Language Model Preference Evaluation with Multiple Weak Evaluators
Zhengyu Hu, Jieyu Zhang, Zhihan Xiong, Alexander Ratner, Kaize Ding, Ranjay Krishna
TL;DR
PGED introduces a modular framework to address cycles and noise in LLM preference evaluations by ensembling multiple weak evaluators into a collective preference graph and applying denoising to yield a directed acyclic graph. The approach combines graph ensemble with a weighted feedback-arc-set–based denoising and a graph-to-ranking step to produce robust per-question and global rankings for response selection, model ranking, and data selection. The authors provide theoretical recovery guarantees under a perturbation model and demonstrate strong empirical gains across ten benchmarks, including cases where small-model ensembles outperform single large evaluators.

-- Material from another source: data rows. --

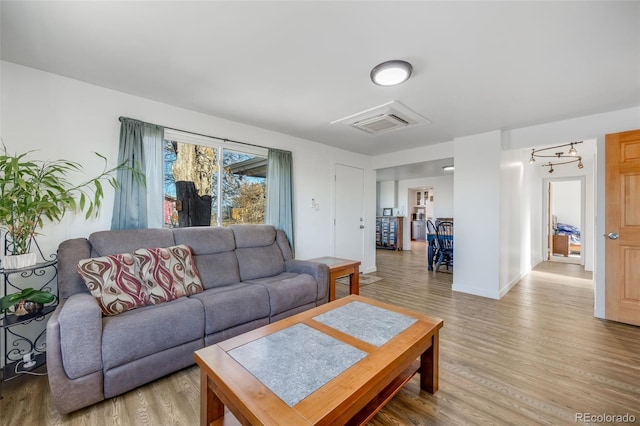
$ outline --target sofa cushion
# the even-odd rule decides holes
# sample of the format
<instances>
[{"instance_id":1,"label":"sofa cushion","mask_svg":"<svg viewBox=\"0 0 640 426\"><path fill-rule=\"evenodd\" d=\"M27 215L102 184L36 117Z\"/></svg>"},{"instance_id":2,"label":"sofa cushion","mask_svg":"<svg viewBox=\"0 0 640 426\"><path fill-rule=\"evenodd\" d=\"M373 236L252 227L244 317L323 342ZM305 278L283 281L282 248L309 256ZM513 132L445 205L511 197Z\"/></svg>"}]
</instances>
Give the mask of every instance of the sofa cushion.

The work highlights the value of weak-signal aggregation and graph-based denoising for scalable, reliable evaluation in LLM research and deployment.
Abstract
Despite the remarkable success of Large Language Models (LLMs), evaluating their outputs' quality regarding preference remains a critical challenge. While existing works usually leverage a strong LLM as the judge for comparing LLMs' response pairwisely, such a single-evaluator approach is vulnerable to cyclic preference, i.e., output A is better than B, B than C, but C is better than A, causing contradictory evaluation results. To address this, we introduce PGED (Preference Graph Ensemble and Denoise), a novel approach that leverages multiple model-based evaluators to construct preference graphs, and then ensembles and denoises these graphs for acyclic, non-contradictory evaluation results. We provide theoretical guarantees for our framework, demonstrating its efficacy in recovering the ground truth preference structure. Extensive experiments on ten benchmarks demonstrate PGED 's superiority in three applications: 1) model ranking for evaluation, 2) response selection for test-time scaling, and 3) data selection for model fine-tuning. Notably, PGED combines small LLM evaluators (e.g., Llama3-8B, Mistral-7B, Qwen2-7B) to outperform strong ones (e.g., Qwen2-72B), showcasing its effectiveness in enhancing evaluation reliability and improving model performance.